By a prophet was he preserved - Or “kept.” Jacob “kept sheep” out of love of God, sooner than unite himself with one, alien from God; his posterity “was kept” like a sheep by God, as the Psalmist said, “He led His people like sheep by the hand of Moses and Aaron” Psalm 77:20. They were “kept” from all evil and want and danger, by the direct power of God; “kept” from all the might of Pharaoh in Egypt and the Red Sea, “not through any power of their own, but by the ministry of a single prophet; “kept, in that great and terrible wilderness” Deuteronomy 8:15, wherein were “fiery serpents and scorpions and drought, where” was “no water,” but what God brought out of the rock of flint; no bread, but what he sent them from heaven.” All this, God did for them “by “a single “prophet; they” had many prophets, early and late, calling upon them in the name of God, but they would not hearken unto them.”

Verse 14

Ephraim provoked - the Lord most bitterly Literally, “with bitternesses,” i. e., with most heinous sins, such as are most grievously displeasing to God, and were a most bitter requital of all His goodness. “Wherefore He shall leave” (or, “cast”) “his blood” (literally, “bloods”) “upon him.” The plural “bloods” expresses the manifoldness of the bloodshed. It is not used in Holy Scripture of mere guilt. Ephraim had shed blood profusely, so that it ran like water in the land (see the notes above at Hosea 4:2; Hosea 5:2). He had sinned with a high hand against God, in destroying man made in the image of God. Amid that bloodshed, had been the blood not of the innocent only, but of those whom God sent to rebuke them for their idolatry, their rapine, their bloodshed. “Jezebel cut off the prophets of the Lord” 1 Kings 18:4, as far as in her lay, with a complete excision. Ephraim thought his sins past; they were out of his sight; he thought that they were out of God‘s also; but they were laid up with God; and God, the prophet says, would cast them down upon him, so that they would crush him.
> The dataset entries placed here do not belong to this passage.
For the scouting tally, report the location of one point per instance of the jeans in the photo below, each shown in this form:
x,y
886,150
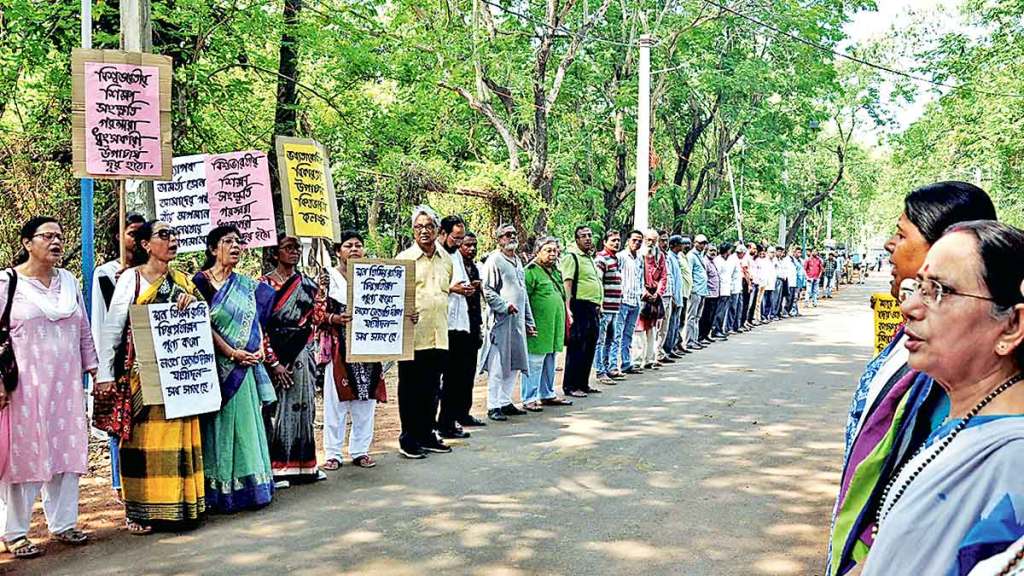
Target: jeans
x,y
419,387
628,316
693,319
582,345
781,291
719,325
672,336
767,304
737,314
540,383
608,344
And his reproach shall his Lord return unto him - For the blood which he had shed, should his own blood be shed, for the reproaches which he had in divers ways cast against God or brought upon Him, he should inherit reproach. Those who rebel against God, bring reproach on Him by their sins, reproach Him by their excuses for their sins reproach Him in those whom He sends to recall them from their sins, reproach Him for chastening them for their sins. All who sin against the knowledge of God, bring reproach upon Him by acting sinfully against that knowledge. So Nathan says to David, “Thou hast given much occasion to the enemies of God to blaspheme” 2 Samuel 12:14. The reproachful words of the enemies of God are but the echo of the opprobrious deeds of His unfaithful servants. The reproach is therefore, in an special manner, “their reproach” who caused it. All Israel‘s idolatries had this aggravation.

Their worship of the calves or of Baal or of any other gods of the nations, was a triumph of the false gods over God. Then, all sin must find some plea for itself, by impugning the wisdom or goodness of God who forbad it. Jeroboam, and Ephraim by adhering to Jeroboam‘s sin reproached God, as though the going up to Jerusalem was a hard service. “It is too much for you to go up to Jerusalem; Behold thy gods, O Israel, which brought thee up out of the land of Egypt.”: “It was an open injury and reproach to God, to attribute to dead lifeless things those great and wonderful things done by Him for them.” All the reproach, which they, in these ways, brought, or cast upon God, he says, “his Lord shall return” or “restore” to them. Their‘s it was; He would give it back to them, as He says, “Them that honor Me, I will honor; and they that despise Me, shall be lightly esteemed” 1 Samuel 2:30.

Truly shame and reproach have been for centuries the portion of God‘s unfaithful people. To those who are lost, He gives back their reproach, in that they “rise to reproaches Daniel 12:2 and everlasting abhorrence. It is an aggravation of this misery, that He who shall “give back to him” his reproach, had been “his God.” Since “his God” was against him, who could be for him? “For whither should we go for refuge, save to Him? If we find wrath with Him, with whom should we find ruth?” Ephraim did not, the sinner will not, allow God to be “his God” in worship and service and love: but whether he willed or no, God would remain his Lord. He was, and might still have been their Lord for good; they would not have Him so, and so they should find Him still their Lord, as an Avenger, returning their own evil to them.